Alert Test-Fire Pattern
Synthetically fire alerts to verify the pipeline.
Why test-fire alerts
Most alerts have never fired in production, leaving the wiring (rule, receiver, escalation, runbook link) unproven. A test fire confirms the path end-to-end from metric to page to acknowledged human in under 5 minutes; without test fires, the first real fire is also the first integration test, which is the wrong place to run integration tests.
- Most alerts unproven. Never fired in production; rule, receiver, escalation, runbook link untested.
- End-to-end confirmation. Test fire goes metric to page to acknowledged human in under 5 minutes.
- Don’t test during outages. First real fire as first integration test produces compounding incidents.
- Per-alert wiring confidence. Test fire is the primary confidence mechanism for an alert that hasn’t fired naturally.
How to test-fire
Test-fire injection is straightforward. Inject a synthetic metric that crosses the threshold; for Prometheus, push to a test target that returns the right value for 5 minutes; use a labeled test rule (env=test in the matcher) so receivers route real test fires to a non-prod PagerDuty service. Verify acknowledgment, escalation, and resolution end-to-end.
- Inject synthetic metric. Cross the threshold; for Prometheus, push to a test target returning the right value for 5 minutes.
- Labeled test rule. env=test in the matcher; receivers route to a non-prod PagerDuty service.
- End-to-end verification. Acknowledgment, escalation, resolution; the full chain validated.
- Per-test artifact. The test outcome captured in the alert catalog; supports later audit.
How often
The cadence has three triggers. At rule creation: mandatory, rule not merged until a test fire confirms the path. Quarterly: rotate through the rule list firing 10% per week so every paging-tier rule sees a test within 90 days. After any change to receivers, escalation, or PagerDuty config: re-test affected rules.

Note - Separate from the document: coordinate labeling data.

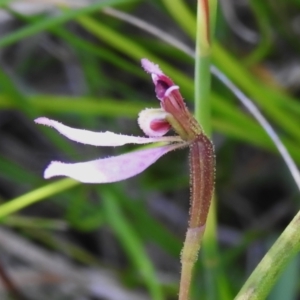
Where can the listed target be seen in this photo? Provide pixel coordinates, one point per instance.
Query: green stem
(36, 195)
(265, 275)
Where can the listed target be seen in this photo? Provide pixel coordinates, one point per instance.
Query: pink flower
(154, 122)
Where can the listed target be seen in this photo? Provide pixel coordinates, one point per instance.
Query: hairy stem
(202, 166)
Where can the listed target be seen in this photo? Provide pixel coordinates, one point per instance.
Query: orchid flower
(155, 123)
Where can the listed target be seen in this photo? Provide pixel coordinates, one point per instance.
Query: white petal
(100, 138)
(150, 67)
(110, 169)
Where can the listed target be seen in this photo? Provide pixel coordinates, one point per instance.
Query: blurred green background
(78, 64)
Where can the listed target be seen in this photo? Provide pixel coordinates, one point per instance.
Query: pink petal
(153, 121)
(100, 138)
(110, 169)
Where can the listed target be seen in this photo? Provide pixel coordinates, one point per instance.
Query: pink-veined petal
(110, 169)
(106, 138)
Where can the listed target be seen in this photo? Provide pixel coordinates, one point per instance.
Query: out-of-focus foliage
(81, 66)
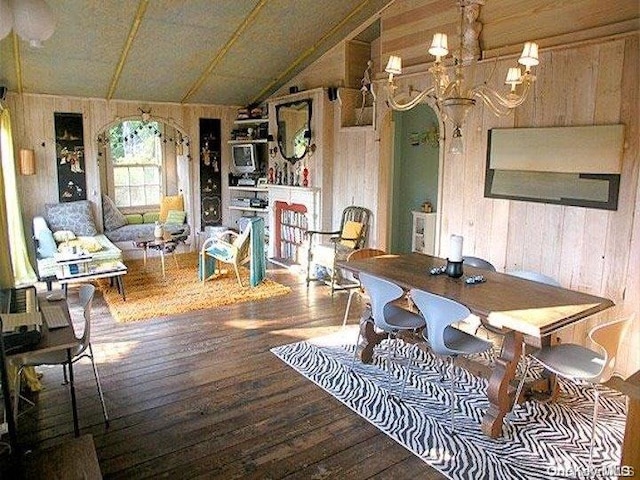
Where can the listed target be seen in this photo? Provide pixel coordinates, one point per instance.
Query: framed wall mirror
(294, 129)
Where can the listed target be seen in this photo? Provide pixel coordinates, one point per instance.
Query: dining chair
(444, 339)
(227, 247)
(388, 317)
(59, 357)
(583, 365)
(527, 275)
(356, 286)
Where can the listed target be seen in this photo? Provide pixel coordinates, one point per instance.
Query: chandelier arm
(411, 103)
(499, 104)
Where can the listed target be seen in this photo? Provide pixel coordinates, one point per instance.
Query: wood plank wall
(582, 80)
(32, 118)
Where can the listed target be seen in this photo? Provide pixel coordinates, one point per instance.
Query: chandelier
(453, 97)
(32, 20)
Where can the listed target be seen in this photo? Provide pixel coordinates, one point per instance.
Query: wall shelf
(250, 121)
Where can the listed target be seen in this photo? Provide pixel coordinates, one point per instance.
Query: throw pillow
(350, 230)
(46, 244)
(176, 216)
(75, 216)
(64, 236)
(90, 244)
(173, 202)
(150, 217)
(113, 218)
(134, 218)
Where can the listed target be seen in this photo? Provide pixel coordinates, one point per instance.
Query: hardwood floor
(201, 396)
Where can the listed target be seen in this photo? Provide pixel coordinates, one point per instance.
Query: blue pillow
(46, 244)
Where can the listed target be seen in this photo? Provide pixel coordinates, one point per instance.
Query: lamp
(27, 161)
(452, 96)
(32, 20)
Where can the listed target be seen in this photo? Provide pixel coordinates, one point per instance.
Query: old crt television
(244, 158)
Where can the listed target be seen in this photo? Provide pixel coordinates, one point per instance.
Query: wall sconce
(27, 161)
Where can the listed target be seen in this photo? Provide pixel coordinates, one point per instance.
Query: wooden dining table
(520, 308)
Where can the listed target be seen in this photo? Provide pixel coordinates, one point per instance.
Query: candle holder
(454, 269)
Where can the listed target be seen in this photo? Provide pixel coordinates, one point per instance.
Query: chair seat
(401, 319)
(55, 357)
(571, 361)
(220, 250)
(463, 342)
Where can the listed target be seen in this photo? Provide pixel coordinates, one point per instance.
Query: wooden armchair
(352, 235)
(235, 251)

- At rule creation. Mandatory; rule not merged until a test fire confirms the path.
- Quarterly rotation. Fire 10% per week; every paging-tier rule sees a test within 90 days.
- On config change. Re-test rules affected by receiver, escalation, or PagerDuty config changes.
- Per-rule last-tested timestamp. Tracked in the alert catalog; stale tests visible to all.
Automation
Automation makes the test cost sustainable. GitHub Actions or Argo Workflows runs the test injector on schedule, with the job failing if the page didn’t ack within window; Datadog’s API-driven monitors and synthetic tests cover the SaaS path via Terraform; maintain last-tested timestamps in the alert catalog so stale tests are visible.
- Scheduled CI runner. GitHub Actions or Argo Workflows; the test injector on schedule.
- Job fails on no-ack. If the page doesn’t ack within window, the job fails; the failure surfaces a wiring break.
- Datadog API path. Synthetic tests via Terraform; SaaS path covered.
- Last-tested in catalog. Stale tests visible to all; supports the freshness discipline.
Do it for paging tier
Test-firing is targeted at paging tier. Skip ticket and email tiers because cost-benefit isn’t there; don’t test-fire during business hours unless the test channel is clearly labeled to avoid waking real on-call; the test cost amortises after the first quarter, which is the expensive one.
- Paging tier only. Skip ticket and email tiers; cost-benefit isn’t there.
- Avoid real-on-call wake. Don’t test-fire during business hours unless the test channel is clearly labeled.
- First quarter expensive. Test cost amortises after; the discipline pays back.
- Per-tier test policy. Documented per tier; supports consistent investment.